MILTON-FREEWATER — Nearly 6,000 voices representing 101 countries were chosen from more than 8,400 auditions for the five minutes of the song.
And Milton-Freewater Unified School District music educator and choir director Melissa Cunnington is happy to be counted among them.
“Fly to Paradise,” a 13-minute virtual choir brainchild of American-born composer, conductor and lecturer Eric Whitacre, was released June 11 on YouTube and had garnered more than 224,000 views by this morning — 83,000 of those in the first 24 hours.
Soprano, altos, tenors and bassos from all corners of the world learned the music and recorded themselves singing. The submissions were then uploaded onto a server and a video team sized and synched the videos to build the creation, said Claire Long, executive producer.
“Voila.

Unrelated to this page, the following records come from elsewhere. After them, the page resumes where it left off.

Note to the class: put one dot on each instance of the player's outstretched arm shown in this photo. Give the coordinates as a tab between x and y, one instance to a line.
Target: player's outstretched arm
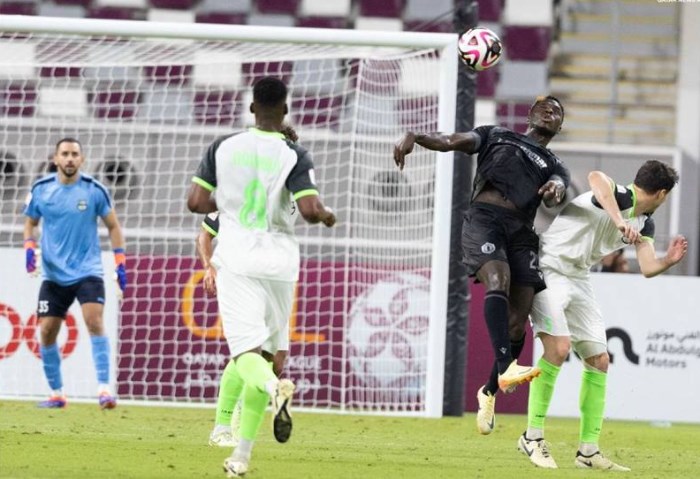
465	142
603	186
650	265
314	211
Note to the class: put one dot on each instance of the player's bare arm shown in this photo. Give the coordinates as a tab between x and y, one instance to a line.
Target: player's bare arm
205	250
199	200
553	191
602	186
465	142
650	265
314	211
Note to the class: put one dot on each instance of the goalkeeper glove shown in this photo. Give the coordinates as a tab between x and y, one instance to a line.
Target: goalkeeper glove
120	271
32	255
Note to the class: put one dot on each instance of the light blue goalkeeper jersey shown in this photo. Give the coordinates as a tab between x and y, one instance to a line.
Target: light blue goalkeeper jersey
70	246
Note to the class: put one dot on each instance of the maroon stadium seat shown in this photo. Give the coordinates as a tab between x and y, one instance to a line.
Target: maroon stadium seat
526	43
222	18
383	8
18	100
288	7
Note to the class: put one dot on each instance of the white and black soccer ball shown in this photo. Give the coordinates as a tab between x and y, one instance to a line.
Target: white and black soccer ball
480	48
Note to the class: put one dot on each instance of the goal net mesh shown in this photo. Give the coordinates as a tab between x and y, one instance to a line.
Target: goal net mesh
145	110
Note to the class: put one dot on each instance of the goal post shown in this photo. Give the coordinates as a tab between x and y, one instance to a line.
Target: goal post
146	99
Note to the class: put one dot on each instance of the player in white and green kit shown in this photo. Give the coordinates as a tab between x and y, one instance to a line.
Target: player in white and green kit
262	180
566	315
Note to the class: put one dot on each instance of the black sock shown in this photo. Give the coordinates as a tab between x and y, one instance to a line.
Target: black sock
496	315
516	347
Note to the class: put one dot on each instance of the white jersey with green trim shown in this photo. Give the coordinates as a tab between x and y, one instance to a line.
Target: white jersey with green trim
583	232
257	176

It’s no easy or inexpensive process, though,” she said.
It is the fourth such effort from Whitacre, who chose “Fly to Paradise” from his award-winning musical “Paradise Lost.” The show is heavily influenced by Japanese anime and manga, and is a mix of musical theater, opera, electronica and film score.
Cunnington participated for the first time in Whitacre’s virtual choir after learning about the concept while working on her masters degree, she said.

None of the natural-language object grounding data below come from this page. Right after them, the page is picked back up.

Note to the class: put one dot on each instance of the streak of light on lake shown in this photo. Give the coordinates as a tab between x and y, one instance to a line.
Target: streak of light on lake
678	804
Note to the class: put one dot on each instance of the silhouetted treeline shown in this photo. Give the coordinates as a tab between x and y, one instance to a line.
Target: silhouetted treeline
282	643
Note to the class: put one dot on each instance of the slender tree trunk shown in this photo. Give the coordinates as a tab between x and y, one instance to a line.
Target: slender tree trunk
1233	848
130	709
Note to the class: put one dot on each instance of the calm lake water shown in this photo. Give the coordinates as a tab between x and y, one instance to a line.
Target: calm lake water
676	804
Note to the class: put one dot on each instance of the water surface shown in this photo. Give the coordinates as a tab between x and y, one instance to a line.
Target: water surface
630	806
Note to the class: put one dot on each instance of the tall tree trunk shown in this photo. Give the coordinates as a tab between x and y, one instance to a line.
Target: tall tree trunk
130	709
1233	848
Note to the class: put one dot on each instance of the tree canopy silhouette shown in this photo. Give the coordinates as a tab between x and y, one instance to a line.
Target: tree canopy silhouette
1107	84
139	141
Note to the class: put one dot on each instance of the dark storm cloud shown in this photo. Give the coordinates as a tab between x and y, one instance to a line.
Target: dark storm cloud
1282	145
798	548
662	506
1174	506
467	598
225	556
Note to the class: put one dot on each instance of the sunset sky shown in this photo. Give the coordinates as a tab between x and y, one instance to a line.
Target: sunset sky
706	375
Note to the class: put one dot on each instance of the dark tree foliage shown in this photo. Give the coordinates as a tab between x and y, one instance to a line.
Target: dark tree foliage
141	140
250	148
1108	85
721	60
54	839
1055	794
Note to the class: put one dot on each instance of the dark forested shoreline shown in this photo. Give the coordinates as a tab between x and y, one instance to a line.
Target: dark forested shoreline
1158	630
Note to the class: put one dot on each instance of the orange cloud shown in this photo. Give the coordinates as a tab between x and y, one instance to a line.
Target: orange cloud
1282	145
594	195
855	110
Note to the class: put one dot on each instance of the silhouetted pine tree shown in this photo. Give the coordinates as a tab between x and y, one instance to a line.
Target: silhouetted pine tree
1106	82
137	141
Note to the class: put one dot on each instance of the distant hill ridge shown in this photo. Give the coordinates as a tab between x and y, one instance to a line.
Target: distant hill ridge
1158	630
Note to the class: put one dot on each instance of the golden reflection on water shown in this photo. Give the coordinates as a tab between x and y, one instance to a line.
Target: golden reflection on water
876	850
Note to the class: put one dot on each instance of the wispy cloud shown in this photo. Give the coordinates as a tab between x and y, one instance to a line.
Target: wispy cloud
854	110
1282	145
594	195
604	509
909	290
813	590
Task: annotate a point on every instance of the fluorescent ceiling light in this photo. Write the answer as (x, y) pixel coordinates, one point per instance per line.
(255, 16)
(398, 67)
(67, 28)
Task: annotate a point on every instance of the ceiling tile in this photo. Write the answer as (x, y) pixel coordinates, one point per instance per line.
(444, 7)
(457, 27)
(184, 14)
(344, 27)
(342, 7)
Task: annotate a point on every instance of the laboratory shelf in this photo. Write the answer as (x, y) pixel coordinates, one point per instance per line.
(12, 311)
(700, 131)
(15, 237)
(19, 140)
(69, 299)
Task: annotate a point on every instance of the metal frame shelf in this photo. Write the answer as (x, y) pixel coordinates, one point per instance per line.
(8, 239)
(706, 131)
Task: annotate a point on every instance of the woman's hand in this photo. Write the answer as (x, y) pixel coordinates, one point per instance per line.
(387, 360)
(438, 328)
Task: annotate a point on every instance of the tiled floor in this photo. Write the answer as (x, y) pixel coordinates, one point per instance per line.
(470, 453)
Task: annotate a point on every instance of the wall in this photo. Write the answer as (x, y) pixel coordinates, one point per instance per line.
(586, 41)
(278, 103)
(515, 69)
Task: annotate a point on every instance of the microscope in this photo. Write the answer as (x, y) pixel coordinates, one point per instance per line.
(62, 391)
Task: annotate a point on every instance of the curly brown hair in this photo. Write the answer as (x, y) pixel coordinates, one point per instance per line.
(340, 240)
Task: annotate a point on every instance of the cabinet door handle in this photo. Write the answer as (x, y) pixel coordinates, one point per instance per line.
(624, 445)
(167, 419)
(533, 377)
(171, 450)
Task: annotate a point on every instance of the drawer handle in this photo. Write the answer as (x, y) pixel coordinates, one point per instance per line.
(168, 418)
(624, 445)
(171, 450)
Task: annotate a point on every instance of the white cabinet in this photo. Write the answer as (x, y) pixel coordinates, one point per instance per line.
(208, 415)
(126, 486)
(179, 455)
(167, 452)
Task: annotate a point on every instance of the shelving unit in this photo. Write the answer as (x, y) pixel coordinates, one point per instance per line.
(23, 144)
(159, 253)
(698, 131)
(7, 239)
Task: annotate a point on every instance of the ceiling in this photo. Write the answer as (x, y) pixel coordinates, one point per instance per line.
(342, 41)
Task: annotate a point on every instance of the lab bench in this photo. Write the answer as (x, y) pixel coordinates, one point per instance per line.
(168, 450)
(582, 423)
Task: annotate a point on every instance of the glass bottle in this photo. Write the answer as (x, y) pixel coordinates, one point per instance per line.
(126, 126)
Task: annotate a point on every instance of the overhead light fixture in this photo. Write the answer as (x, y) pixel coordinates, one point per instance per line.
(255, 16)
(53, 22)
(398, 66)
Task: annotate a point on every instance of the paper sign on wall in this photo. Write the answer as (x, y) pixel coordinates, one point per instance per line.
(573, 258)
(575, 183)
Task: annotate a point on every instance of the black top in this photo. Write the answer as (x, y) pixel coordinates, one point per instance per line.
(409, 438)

“You probably won’t see my face,” she said. “But you can find my name in the list of the credits at seven minutes, 20 seconds of the video.”
The idea began for London-based Whitacre in 2009 when a fan of his recorded a video of herself singing one of his songs in soprano and shared it on YouTube. The composer was taken with the video and asked others to do the same to form a choir — not to replace live choirs but to build a global community of musicians, Whitacre said on his web page.
In 2010, the composer went online to seek like-minded singers. He videotaped himself conducting “Sleep” and imagined the participants in front of him. They, in turn, watched the video and sang to his direction. That ensures everyone is seeing the same movement at the same moment in the music, Cunnington explained.
On the fantasy-style video of “Fly to Paradise,” the faces of the 5,905 singers fill individual windows of cyber skyscrapers, in a crayon-hued city set in a sort of moonscape, while an animated angel walks — then flies — among them.
Initially Cunnington, a performer in her own right who has produced CDs, sang in local bands and participated in many choirs, was unsure how to audition for Whitacre. A tutorial on his website, however, showed the way and chatting with virtual choir members online gave her more direction, she said.
“It’s like this family,” she said. “People talk to each other in these forums and they are so welcoming to new voices. I had questions and people just jumped in there and answered them.”
People of all ages have embraced the projects. In Virtual Choir 4, singers from age 6 to 98 contribute to Whitacre’s most ambitious online effort thus far. All donned black tops and recorded in front of a simple background, Cunnington said. “I just hung a sheet behind me.”
Even with her level of experience in public singing, it was a vulnerable moment, she added.
“You’re not with other people, per se. And I have recorded my own voice and I get to nitpick everything,” she said. “This one I had no control over. I think it could be nerve-racking for people who have done less solo work and recording.”
She said she’s anxious to introduce the virtual choir concept to her McLoughlin High School students.
“To show kids how people from around the world can create music together. They are connecting on a completely new level … there are not a lot of accolades, but it’s greater than yourself, greater than your own world. This is limited to a few mediums that can share like this.”